Sethe balled up her stockings and jammed them into her pocket. “Come on in.”
“Porch is fine, Sethe. Cool out here.” He sat back down and looked at the meadow on the other side of the road, knowing the eagerness he felt would be in his eyes.
“Eighteen years,” she said softly.
“Eighteen,” he repeated. “And I swear I been walking every one of em. Mind if I join you?” He nodded toward her feet and began unlacing his shoes.
“You want to soak them? Let me get you a basin of water.” She moved closer to him to enter the house.
“No, uh uh. Can’t baby feet. A whole lot more tramping they got to do yet.”
“You can’t leave right away, Paul D. You got to stay awhile.”
“Well, long enough to see Baby Suggs, anyway. Where is she?”
“Dead.”
“Aw no. When?”
“Eight years now. Almost nine.”
“Was it hard? I hope she didn’t die hard.”
Sethe shook her head. “Soft as cream. Being alive was the hard part. Sorry you missed her though. Is that what you came by for?”

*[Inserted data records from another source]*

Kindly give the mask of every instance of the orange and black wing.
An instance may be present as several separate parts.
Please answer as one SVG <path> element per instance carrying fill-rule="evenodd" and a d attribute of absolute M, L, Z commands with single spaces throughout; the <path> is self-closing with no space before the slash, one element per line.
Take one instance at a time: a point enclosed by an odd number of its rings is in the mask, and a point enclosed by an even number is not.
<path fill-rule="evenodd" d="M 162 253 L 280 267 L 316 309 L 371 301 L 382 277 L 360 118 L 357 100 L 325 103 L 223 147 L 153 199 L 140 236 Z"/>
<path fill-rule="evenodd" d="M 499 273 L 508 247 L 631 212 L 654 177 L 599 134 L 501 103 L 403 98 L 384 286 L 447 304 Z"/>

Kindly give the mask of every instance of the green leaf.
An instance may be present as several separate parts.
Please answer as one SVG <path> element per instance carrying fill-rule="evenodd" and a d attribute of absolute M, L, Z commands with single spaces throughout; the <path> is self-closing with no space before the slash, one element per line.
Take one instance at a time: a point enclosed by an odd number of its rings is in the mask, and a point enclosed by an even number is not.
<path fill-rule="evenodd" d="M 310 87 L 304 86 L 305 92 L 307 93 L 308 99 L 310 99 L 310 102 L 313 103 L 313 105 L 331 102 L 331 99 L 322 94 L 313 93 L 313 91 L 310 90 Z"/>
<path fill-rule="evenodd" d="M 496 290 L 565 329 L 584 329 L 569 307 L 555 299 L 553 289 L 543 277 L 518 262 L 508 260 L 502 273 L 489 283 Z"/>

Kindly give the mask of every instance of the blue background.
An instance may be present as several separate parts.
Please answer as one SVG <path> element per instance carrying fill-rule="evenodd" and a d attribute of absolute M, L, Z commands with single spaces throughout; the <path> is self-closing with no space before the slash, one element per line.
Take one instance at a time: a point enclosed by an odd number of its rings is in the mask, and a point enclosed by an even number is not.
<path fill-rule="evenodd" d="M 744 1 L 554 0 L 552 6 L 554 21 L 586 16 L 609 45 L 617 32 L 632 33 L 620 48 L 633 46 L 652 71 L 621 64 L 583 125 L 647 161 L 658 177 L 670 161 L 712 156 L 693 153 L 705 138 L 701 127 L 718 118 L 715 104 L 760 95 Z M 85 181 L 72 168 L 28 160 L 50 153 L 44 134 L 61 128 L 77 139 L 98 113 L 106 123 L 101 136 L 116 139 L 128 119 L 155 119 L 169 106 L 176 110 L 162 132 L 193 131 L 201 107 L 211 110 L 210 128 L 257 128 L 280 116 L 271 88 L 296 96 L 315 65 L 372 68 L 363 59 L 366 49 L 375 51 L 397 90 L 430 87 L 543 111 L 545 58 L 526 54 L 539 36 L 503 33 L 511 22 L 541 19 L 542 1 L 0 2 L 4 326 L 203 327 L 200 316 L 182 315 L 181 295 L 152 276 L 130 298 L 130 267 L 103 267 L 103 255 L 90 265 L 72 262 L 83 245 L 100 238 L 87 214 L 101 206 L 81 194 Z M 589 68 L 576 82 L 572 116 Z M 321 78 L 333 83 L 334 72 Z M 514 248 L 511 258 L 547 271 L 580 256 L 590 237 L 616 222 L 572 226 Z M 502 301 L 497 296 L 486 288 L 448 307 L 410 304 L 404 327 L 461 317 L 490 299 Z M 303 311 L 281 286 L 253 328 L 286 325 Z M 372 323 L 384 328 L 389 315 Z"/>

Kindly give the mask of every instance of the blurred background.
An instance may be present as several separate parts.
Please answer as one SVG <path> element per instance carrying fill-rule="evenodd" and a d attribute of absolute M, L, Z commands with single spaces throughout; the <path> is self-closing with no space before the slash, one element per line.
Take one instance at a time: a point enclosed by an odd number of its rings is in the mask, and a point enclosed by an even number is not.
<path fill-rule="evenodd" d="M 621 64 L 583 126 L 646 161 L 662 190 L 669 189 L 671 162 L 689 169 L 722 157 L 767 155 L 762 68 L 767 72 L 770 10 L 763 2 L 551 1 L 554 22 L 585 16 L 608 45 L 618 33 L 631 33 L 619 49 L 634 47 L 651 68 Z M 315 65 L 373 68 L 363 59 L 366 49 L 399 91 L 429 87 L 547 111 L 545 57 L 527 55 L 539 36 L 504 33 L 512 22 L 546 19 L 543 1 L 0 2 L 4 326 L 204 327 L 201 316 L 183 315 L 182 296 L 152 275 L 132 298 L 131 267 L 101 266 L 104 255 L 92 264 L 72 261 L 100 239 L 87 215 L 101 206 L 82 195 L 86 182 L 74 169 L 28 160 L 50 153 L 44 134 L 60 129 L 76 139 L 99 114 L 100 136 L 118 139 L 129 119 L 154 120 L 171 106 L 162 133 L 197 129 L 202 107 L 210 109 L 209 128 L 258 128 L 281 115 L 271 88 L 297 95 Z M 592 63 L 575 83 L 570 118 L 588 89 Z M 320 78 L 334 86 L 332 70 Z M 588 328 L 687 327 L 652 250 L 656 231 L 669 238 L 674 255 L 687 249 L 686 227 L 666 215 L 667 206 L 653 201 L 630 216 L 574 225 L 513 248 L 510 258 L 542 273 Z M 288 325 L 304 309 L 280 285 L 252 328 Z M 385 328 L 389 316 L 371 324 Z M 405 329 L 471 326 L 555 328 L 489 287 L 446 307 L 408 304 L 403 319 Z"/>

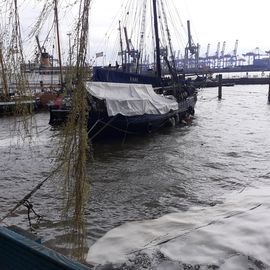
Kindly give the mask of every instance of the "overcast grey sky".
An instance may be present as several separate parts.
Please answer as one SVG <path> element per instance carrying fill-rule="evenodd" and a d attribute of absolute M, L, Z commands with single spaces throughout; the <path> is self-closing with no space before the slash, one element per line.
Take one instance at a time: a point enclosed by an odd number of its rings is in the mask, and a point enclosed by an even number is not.
<path fill-rule="evenodd" d="M 35 5 L 30 5 L 31 1 Z M 239 40 L 239 54 L 253 51 L 259 47 L 262 52 L 270 49 L 270 0 L 166 0 L 173 3 L 177 8 L 183 25 L 186 28 L 186 21 L 191 21 L 192 36 L 195 43 L 201 45 L 201 55 L 205 54 L 207 44 L 210 43 L 210 54 L 216 51 L 217 43 L 226 41 L 226 53 L 231 53 L 235 40 Z M 34 7 L 38 7 L 37 0 L 22 1 L 27 3 L 28 8 L 23 8 L 21 18 L 24 31 L 29 29 L 29 23 L 36 13 Z M 59 0 L 59 4 L 66 4 L 68 0 Z M 117 31 L 117 14 L 121 5 L 124 6 L 127 0 L 92 0 L 90 19 L 90 54 L 95 55 L 108 46 L 110 39 L 108 31 Z M 142 0 L 138 0 L 138 3 Z M 30 8 L 29 8 L 30 6 Z M 60 18 L 61 35 L 63 47 L 67 47 L 67 33 L 71 31 L 71 21 L 76 13 L 70 12 Z M 149 18 L 147 18 L 149 20 Z M 186 39 L 186 37 L 183 37 Z"/>
<path fill-rule="evenodd" d="M 138 0 L 142 1 L 142 0 Z M 93 31 L 98 27 L 99 35 L 104 27 L 108 29 L 123 0 L 94 0 L 92 5 Z M 239 50 L 262 51 L 270 49 L 270 0 L 170 0 L 179 10 L 182 21 L 191 21 L 195 42 L 202 46 L 202 52 L 210 43 L 214 53 L 217 43 L 227 42 L 232 51 L 235 40 Z M 107 24 L 107 25 L 106 25 Z M 102 27 L 101 27 L 102 26 Z M 104 33 L 106 30 L 104 31 Z"/>

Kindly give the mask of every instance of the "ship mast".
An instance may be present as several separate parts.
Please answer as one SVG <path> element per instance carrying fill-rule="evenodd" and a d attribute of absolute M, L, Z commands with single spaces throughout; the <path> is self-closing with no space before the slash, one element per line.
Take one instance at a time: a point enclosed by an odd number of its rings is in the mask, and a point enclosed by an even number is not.
<path fill-rule="evenodd" d="M 60 67 L 60 82 L 61 82 L 61 88 L 62 88 L 64 84 L 63 84 L 63 69 L 62 69 L 62 60 L 61 60 L 61 47 L 60 47 L 60 38 L 59 38 L 59 21 L 58 21 L 57 0 L 54 0 L 54 13 L 55 13 L 56 32 L 57 32 L 57 47 L 58 47 L 59 67 Z"/>
<path fill-rule="evenodd" d="M 153 0 L 153 15 L 154 15 L 154 29 L 155 29 L 155 40 L 156 40 L 157 77 L 161 78 L 160 46 L 159 46 L 158 18 L 157 18 L 157 0 Z"/>
<path fill-rule="evenodd" d="M 123 41 L 122 41 L 122 35 L 121 35 L 121 21 L 119 21 L 119 35 L 120 35 L 120 48 L 121 48 L 121 66 L 123 68 L 123 63 L 124 63 L 124 59 L 123 59 Z"/>
<path fill-rule="evenodd" d="M 7 83 L 7 76 L 6 76 L 6 69 L 5 69 L 1 41 L 0 41 L 0 67 L 1 67 L 2 81 L 3 81 L 3 96 L 4 96 L 4 98 L 7 98 L 8 97 L 8 83 Z"/>

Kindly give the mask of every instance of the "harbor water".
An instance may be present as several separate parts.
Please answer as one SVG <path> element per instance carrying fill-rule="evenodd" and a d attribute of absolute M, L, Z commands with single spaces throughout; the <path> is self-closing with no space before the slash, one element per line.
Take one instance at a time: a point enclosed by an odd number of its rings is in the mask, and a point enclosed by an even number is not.
<path fill-rule="evenodd" d="M 199 90 L 190 125 L 95 143 L 87 164 L 87 262 L 97 269 L 270 269 L 268 86 Z M 49 114 L 22 142 L 0 119 L 0 213 L 52 170 L 59 132 Z M 70 254 L 62 186 L 50 180 L 31 198 L 35 233 Z M 0 217 L 1 218 L 1 217 Z M 3 225 L 29 229 L 20 207 Z"/>

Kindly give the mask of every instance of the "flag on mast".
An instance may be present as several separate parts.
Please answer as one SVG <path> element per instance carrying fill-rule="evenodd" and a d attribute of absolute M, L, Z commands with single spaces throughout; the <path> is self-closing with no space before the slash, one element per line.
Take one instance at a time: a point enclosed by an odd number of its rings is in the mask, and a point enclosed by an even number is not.
<path fill-rule="evenodd" d="M 96 53 L 96 58 L 103 57 L 103 52 Z"/>

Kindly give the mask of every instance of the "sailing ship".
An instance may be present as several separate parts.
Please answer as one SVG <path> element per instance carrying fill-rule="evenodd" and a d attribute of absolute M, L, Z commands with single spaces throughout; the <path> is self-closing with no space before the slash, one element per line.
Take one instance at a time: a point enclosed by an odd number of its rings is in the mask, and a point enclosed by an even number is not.
<path fill-rule="evenodd" d="M 153 3 L 153 0 L 143 0 L 135 7 L 132 4 L 134 4 L 134 1 L 128 1 L 126 4 L 124 17 L 122 18 L 124 23 L 119 20 L 119 35 L 117 38 L 119 40 L 116 42 L 119 42 L 120 51 L 117 53 L 115 65 L 94 67 L 93 80 L 152 84 L 153 87 L 164 87 L 175 83 L 183 84 L 185 76 L 183 70 L 182 74 L 180 73 L 181 70 L 177 70 L 177 60 L 175 51 L 173 51 L 169 20 L 166 15 L 171 11 L 168 7 L 168 10 L 166 9 L 164 0 L 156 0 L 155 3 Z M 135 10 L 135 14 L 133 14 L 133 10 Z M 146 24 L 148 16 L 153 17 L 153 20 L 151 20 L 154 22 L 153 26 Z M 141 24 L 138 26 L 134 21 Z M 129 29 L 131 30 L 128 31 Z M 153 30 L 151 31 L 153 35 L 149 34 L 149 30 Z M 147 41 L 146 38 L 148 38 Z M 193 41 L 190 33 L 189 39 L 191 44 L 189 46 L 192 47 Z M 155 41 L 154 47 L 150 45 L 153 43 L 152 41 Z M 137 45 L 134 46 L 133 44 Z M 126 46 L 125 49 L 124 46 Z M 96 60 L 99 57 L 104 57 L 104 55 L 103 52 L 97 53 Z"/>
<path fill-rule="evenodd" d="M 197 101 L 195 88 L 184 83 L 168 61 L 165 50 L 160 48 L 157 2 L 158 0 L 152 0 L 156 47 L 154 76 L 130 73 L 128 65 L 123 63 L 122 70 L 113 70 L 111 67 L 103 69 L 107 74 L 105 76 L 100 72 L 102 69 L 97 69 L 94 82 L 87 82 L 85 86 L 89 95 L 88 129 L 91 138 L 149 133 L 167 125 L 174 125 L 194 114 Z M 162 3 L 160 1 L 159 6 L 162 6 Z M 171 47 L 171 42 L 169 44 Z M 135 55 L 134 50 L 133 54 Z M 161 55 L 170 71 L 167 78 L 162 76 Z M 97 74 L 102 76 L 98 77 Z M 157 107 L 148 110 L 146 104 L 153 105 L 157 100 Z M 67 103 L 72 104 L 72 101 L 51 107 L 51 125 L 66 121 L 70 110 Z"/>

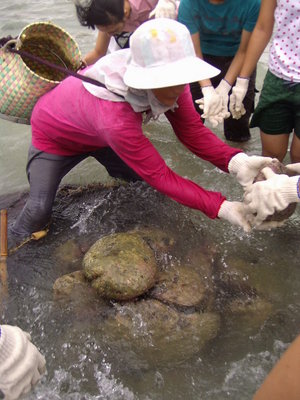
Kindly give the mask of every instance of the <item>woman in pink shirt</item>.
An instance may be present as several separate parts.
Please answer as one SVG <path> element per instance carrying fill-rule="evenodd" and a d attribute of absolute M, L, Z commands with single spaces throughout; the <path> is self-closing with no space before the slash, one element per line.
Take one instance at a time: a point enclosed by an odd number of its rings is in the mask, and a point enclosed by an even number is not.
<path fill-rule="evenodd" d="M 110 50 L 128 48 L 132 32 L 149 18 L 177 15 L 175 0 L 92 0 L 87 5 L 77 0 L 75 4 L 81 25 L 99 31 L 94 49 L 84 57 L 86 65 L 105 56 L 109 45 Z"/>
<path fill-rule="evenodd" d="M 271 159 L 249 157 L 215 136 L 201 122 L 187 85 L 218 72 L 196 57 L 184 25 L 161 18 L 142 24 L 131 36 L 130 49 L 109 54 L 85 71 L 103 87 L 69 77 L 41 97 L 31 117 L 29 199 L 12 232 L 24 237 L 44 228 L 61 179 L 89 156 L 111 176 L 143 179 L 210 218 L 250 230 L 243 203 L 176 174 L 142 130 L 143 118 L 165 113 L 190 151 L 233 174 L 241 185 L 251 184 Z"/>

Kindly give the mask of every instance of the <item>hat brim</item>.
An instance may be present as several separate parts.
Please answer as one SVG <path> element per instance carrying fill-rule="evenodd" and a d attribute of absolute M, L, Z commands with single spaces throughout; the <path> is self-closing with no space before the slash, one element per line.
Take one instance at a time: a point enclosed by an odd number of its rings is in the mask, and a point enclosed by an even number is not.
<path fill-rule="evenodd" d="M 151 68 L 129 64 L 124 82 L 134 89 L 158 89 L 209 79 L 219 73 L 219 69 L 191 56 Z"/>

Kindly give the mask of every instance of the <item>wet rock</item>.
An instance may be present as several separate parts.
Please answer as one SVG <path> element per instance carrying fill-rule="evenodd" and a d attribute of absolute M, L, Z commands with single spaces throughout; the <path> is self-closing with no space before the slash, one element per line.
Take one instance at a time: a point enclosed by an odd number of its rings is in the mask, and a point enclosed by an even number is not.
<path fill-rule="evenodd" d="M 74 265 L 82 259 L 83 252 L 77 241 L 70 239 L 57 248 L 54 256 L 61 264 Z"/>
<path fill-rule="evenodd" d="M 182 265 L 194 270 L 201 277 L 205 285 L 206 311 L 212 311 L 215 306 L 214 264 L 218 258 L 217 248 L 214 243 L 207 243 L 201 239 L 200 245 L 188 249 Z"/>
<path fill-rule="evenodd" d="M 227 325 L 236 325 L 240 332 L 252 334 L 257 331 L 274 312 L 273 305 L 260 296 L 240 296 L 230 301 L 225 308 Z"/>
<path fill-rule="evenodd" d="M 243 294 L 260 294 L 263 297 L 276 299 L 282 296 L 282 274 L 274 274 L 274 267 L 261 263 L 256 254 L 247 258 L 231 254 L 219 263 L 216 269 L 218 286 L 222 287 L 228 297 Z"/>
<path fill-rule="evenodd" d="M 192 268 L 174 266 L 159 272 L 151 296 L 165 303 L 204 309 L 208 303 L 209 293 L 205 277 L 201 277 Z"/>
<path fill-rule="evenodd" d="M 55 299 L 69 297 L 78 298 L 80 296 L 95 295 L 96 291 L 91 288 L 84 276 L 83 271 L 75 271 L 63 275 L 56 279 L 53 285 L 53 295 Z"/>
<path fill-rule="evenodd" d="M 190 359 L 216 337 L 216 313 L 179 312 L 157 300 L 140 300 L 117 306 L 105 323 L 113 340 L 130 343 L 150 365 L 168 365 Z"/>
<path fill-rule="evenodd" d="M 83 259 L 85 277 L 100 296 L 129 300 L 153 287 L 157 264 L 152 249 L 136 233 L 105 236 Z"/>
<path fill-rule="evenodd" d="M 175 244 L 175 239 L 171 234 L 158 228 L 139 228 L 133 230 L 132 233 L 140 235 L 157 253 L 170 251 Z"/>
<path fill-rule="evenodd" d="M 274 159 L 271 163 L 267 165 L 267 167 L 271 168 L 273 172 L 276 174 L 285 174 L 288 176 L 297 175 L 296 172 L 289 171 L 285 165 L 283 165 L 280 161 Z M 262 172 L 259 172 L 256 178 L 254 179 L 253 183 L 264 181 L 266 178 Z M 296 210 L 297 203 L 289 204 L 284 210 L 282 211 L 275 211 L 273 215 L 269 215 L 265 221 L 284 221 L 288 219 Z"/>

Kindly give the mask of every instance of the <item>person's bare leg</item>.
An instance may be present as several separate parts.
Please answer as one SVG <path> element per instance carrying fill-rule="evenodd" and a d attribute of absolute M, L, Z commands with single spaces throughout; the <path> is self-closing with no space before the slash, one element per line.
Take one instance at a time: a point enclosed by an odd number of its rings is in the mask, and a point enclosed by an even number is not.
<path fill-rule="evenodd" d="M 262 155 L 265 157 L 278 158 L 283 161 L 289 145 L 289 134 L 269 135 L 260 131 Z"/>
<path fill-rule="evenodd" d="M 300 139 L 294 134 L 290 148 L 291 162 L 300 162 Z"/>

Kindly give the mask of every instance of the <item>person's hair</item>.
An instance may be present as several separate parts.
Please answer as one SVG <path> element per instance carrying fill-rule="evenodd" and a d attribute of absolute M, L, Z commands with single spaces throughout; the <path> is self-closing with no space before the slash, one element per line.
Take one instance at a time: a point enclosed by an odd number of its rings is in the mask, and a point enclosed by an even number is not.
<path fill-rule="evenodd" d="M 124 0 L 75 0 L 81 25 L 95 29 L 96 25 L 112 25 L 123 21 Z"/>

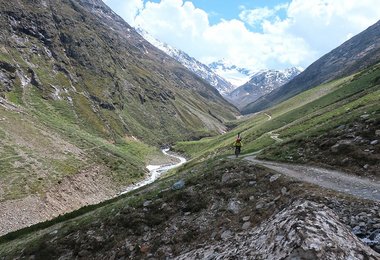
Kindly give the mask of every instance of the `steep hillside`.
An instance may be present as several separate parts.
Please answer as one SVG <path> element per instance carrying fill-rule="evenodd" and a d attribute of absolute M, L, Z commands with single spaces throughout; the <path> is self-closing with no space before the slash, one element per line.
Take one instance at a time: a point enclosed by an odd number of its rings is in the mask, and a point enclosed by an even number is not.
<path fill-rule="evenodd" d="M 237 110 L 101 0 L 0 1 L 0 233 L 114 196 Z"/>
<path fill-rule="evenodd" d="M 239 109 L 254 102 L 261 96 L 272 92 L 292 80 L 301 71 L 295 67 L 277 70 L 262 70 L 251 76 L 244 85 L 227 95 L 227 99 Z"/>
<path fill-rule="evenodd" d="M 244 114 L 279 104 L 302 91 L 324 82 L 351 75 L 380 61 L 380 21 L 332 50 L 293 80 L 248 104 Z"/>
<path fill-rule="evenodd" d="M 196 75 L 207 81 L 211 86 L 216 88 L 220 94 L 226 95 L 235 88 L 230 82 L 216 74 L 208 66 L 196 60 L 195 58 L 190 57 L 184 51 L 169 46 L 166 43 L 160 42 L 159 40 L 151 36 L 148 32 L 140 28 L 137 29 L 137 32 L 141 36 L 143 36 L 145 40 L 147 40 L 148 42 L 150 42 L 151 44 L 168 54 L 170 57 L 177 60 L 190 71 L 194 72 Z"/>
<path fill-rule="evenodd" d="M 107 137 L 130 133 L 149 143 L 220 132 L 233 118 L 216 90 L 100 0 L 1 6 L 2 96 L 8 100 L 22 104 L 21 93 L 31 88 L 48 101 L 81 106 L 86 111 L 75 112 L 87 118 L 83 125 L 96 125 Z"/>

“That’s some of what I came for. The rest is you. But if all the truth be known, I go anywhere these days. Anywhere they let me sit down.”
“You looking good.”
“Devil’s confusion. He lets me look good long as I feel bad.” He looked at her and the word “bad” took on another meaning.
Sethe smiled. This is the way they were—had been. All of the Sweet Home men, before and after Halle, treated her to a mild brotherly flirtation, so subtle you had to scratch for it.
Except for a heap more hair and some waiting in his eyes, he looked the way he had in Kentucky. Peachstone skin; straight-backed. For a man with an immobile face it was amazing how ready it was to smile, or blaze or be sorry with you. As though all you had to do was get his attention and right away he produced the feeling you were feeling. With less than a blink, his face seemed to change—underneath it lay the activity.